A great narrative found on the American Planning Association site on the importance and involvement of the several generations in a community to ensure the sustainability of that community. This gets us far deeper into the community discussion than the overused reference to “It takes a village to raise a child”.
#1: Multigenerational planning creates new coalition-building opportunities.
#2: Civic participation and engagement is fundamental in multigenerational planning.
#3: Multigenerational planning uses smart growth principles.
#4: Multigenerational planning applies universal design principles.
Much of the literature discussing sustainability, smart growth, and the creation of livable communities focuses on a single age group, such as the aging population, families with children, or young professionals. Multigenerational planning is a holistic approach that takes into consideration the needs of all age groups throughout all stages of planning (from needs assessment to visioning, plan making, design, implementation, and evaluation) and how government policies, zoning, and building codes can be changed to ensure generational equality and access. Multigenerational planning:
- strives to make cities and neighborhoods accessible, safe, and inclusive for children, youth, families, adults, and the elderly;
- allows people to age in place, be it in their homes or neighborhoods;
- promotes civic participation by both the older and younger generations; and
- tackles the common and specific concerns of each age group.
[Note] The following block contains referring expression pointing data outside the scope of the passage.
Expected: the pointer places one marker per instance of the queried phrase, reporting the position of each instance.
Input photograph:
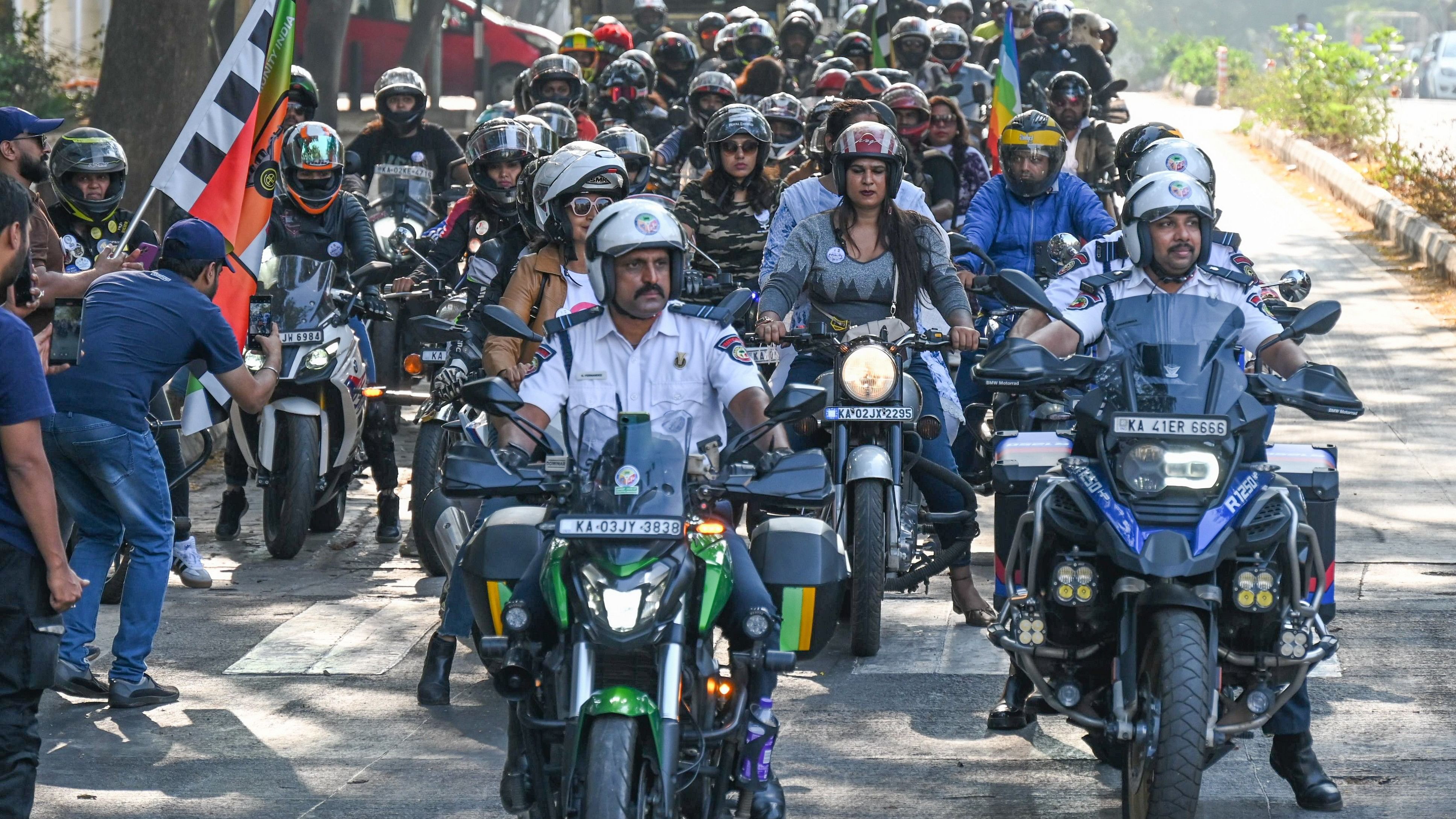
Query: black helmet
(1037, 135)
(1133, 143)
(634, 151)
(733, 120)
(497, 142)
(397, 82)
(557, 68)
(88, 151)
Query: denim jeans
(114, 483)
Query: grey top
(854, 292)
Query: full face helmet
(312, 146)
(1155, 197)
(88, 151)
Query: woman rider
(727, 212)
(865, 261)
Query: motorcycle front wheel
(867, 582)
(289, 494)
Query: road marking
(359, 636)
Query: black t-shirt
(432, 148)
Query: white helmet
(632, 225)
(577, 168)
(1155, 197)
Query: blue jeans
(114, 483)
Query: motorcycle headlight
(624, 604)
(1149, 468)
(868, 374)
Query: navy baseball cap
(194, 240)
(15, 121)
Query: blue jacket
(1007, 226)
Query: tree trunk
(150, 79)
(324, 53)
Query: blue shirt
(23, 398)
(139, 328)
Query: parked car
(379, 28)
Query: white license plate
(300, 337)
(1178, 426)
(619, 526)
(868, 414)
(765, 355)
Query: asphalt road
(325, 723)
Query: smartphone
(149, 254)
(260, 315)
(66, 334)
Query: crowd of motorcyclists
(643, 171)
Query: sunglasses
(581, 206)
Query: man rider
(629, 356)
(1168, 221)
(315, 219)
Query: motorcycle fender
(868, 463)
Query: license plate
(1177, 426)
(300, 337)
(868, 414)
(619, 526)
(765, 355)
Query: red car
(379, 28)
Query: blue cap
(194, 240)
(15, 121)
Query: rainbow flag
(1007, 98)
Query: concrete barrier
(1394, 219)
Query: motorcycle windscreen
(1174, 353)
(299, 288)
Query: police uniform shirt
(682, 363)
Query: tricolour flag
(219, 168)
(1007, 97)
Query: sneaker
(143, 693)
(188, 564)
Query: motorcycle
(305, 445)
(1160, 582)
(629, 713)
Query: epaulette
(561, 324)
(1235, 276)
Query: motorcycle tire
(289, 496)
(1164, 780)
(430, 458)
(867, 582)
(611, 770)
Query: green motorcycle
(628, 712)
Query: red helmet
(870, 140)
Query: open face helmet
(88, 151)
(309, 148)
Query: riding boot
(388, 531)
(1011, 713)
(434, 679)
(1294, 758)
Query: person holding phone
(140, 328)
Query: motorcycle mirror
(1294, 286)
(1063, 248)
(501, 321)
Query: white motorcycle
(305, 446)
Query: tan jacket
(520, 296)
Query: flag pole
(132, 226)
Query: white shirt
(682, 363)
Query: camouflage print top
(733, 237)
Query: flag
(219, 168)
(1007, 97)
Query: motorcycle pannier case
(494, 560)
(804, 564)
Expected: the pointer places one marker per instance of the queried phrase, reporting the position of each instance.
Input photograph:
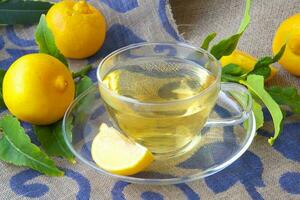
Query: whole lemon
(289, 33)
(78, 28)
(244, 60)
(38, 88)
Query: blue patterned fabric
(263, 172)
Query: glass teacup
(161, 95)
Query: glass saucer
(217, 148)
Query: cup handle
(241, 97)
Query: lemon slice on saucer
(115, 153)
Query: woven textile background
(263, 172)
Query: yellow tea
(175, 112)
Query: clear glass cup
(169, 127)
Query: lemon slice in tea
(115, 153)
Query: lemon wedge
(115, 153)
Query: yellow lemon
(38, 88)
(244, 60)
(115, 153)
(78, 28)
(289, 32)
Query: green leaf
(227, 46)
(232, 73)
(83, 84)
(22, 12)
(255, 84)
(246, 19)
(262, 66)
(2, 104)
(286, 96)
(52, 140)
(258, 113)
(82, 72)
(207, 40)
(16, 148)
(45, 40)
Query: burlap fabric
(276, 174)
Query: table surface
(276, 171)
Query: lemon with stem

This briefing paper begins with an exploration of a variety of planning issues and principles related to multigenerational planning, including an overview of key demographic changes in U.S. household composition; common needs, interests, and concerns of these different yet similar populations; and the role of planners in addressing these needs and concerns. It concludes with four major key points for planners to consider when addressing the needs of multiple generations in the planning and development of healthy, sustainable communities.
Specifically, this brief explains how multigenerational planning creates new coalition-building opportunities; why civic participation and engagement is essential for all age groups; and why an understanding of the needs of multiple generations is essential to smart growth and sustainable design and development.
Thanks to the American Planning Association for a thought-provoking and evidence-based discussion!